Phosphorus, an element found in nearly all foods, is absorbed from the gastrointestinal tract into the bloodstream. When the kidneys fail, they no longer effectively remove phosphorus. While the normal adult range for phosphorus is 2.5 to 4.5 mg/dL, the blood phosphorus levels of many patients on dialysis often exceed 6.5 mg/dL. Such levels have been linked to a significantly higher morbidity and mortality risk for patients who have undergone at least one year of dialysis. Research has shown that for each mg/dL increase in mean serum phosphorus, the relative risk of death increased by six percent. There are no controlled clinical trials with FOSRENOL demonstrating a reduction in morbidity or mortality.
Hyperphosphatemia is managed with a combination of dialysis, diet restriction and phosphorus-binding agents, since diet and dialysis alone generally cannot adequately control phosphorus levels. Such binders "soak up" phosphorus in the gastrointestinal tract, before it can be absorbed into the blood, and aid patients in maintaining acceptable levels of mean serum phosphorus.

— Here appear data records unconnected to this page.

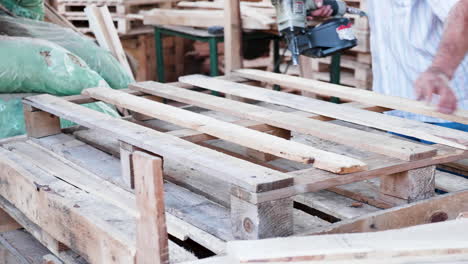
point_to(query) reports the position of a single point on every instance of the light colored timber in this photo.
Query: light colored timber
(381, 144)
(230, 132)
(65, 211)
(444, 207)
(62, 166)
(59, 212)
(197, 18)
(152, 240)
(7, 223)
(103, 28)
(432, 133)
(235, 171)
(358, 95)
(312, 180)
(380, 247)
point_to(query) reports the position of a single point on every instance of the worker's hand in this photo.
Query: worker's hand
(322, 11)
(435, 81)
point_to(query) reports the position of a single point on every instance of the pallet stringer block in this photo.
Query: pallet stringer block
(40, 124)
(272, 217)
(409, 186)
(266, 157)
(152, 239)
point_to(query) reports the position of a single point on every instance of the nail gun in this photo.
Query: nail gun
(330, 37)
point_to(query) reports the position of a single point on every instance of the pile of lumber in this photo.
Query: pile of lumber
(121, 11)
(204, 14)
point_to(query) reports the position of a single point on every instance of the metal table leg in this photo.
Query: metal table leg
(159, 54)
(335, 74)
(214, 60)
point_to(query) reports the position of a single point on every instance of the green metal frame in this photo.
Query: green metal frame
(212, 40)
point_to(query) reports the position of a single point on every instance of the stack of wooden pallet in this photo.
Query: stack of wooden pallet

Despite the availability of phosphorus-binding agents, it remains a challenge for some CKD Stage 5 patients to maintain target ranges. According to the Kidney Disease Outcomes Quality Initiative (K/DOQI) Clinical Practice Guidelines for Bone Metabolism and Disease, Guideline 3, Evaluation of Serum Phosphorus Levels, fewer than 30 percent of dialysis patients are able to maintain serum phosphorus levels in the target range.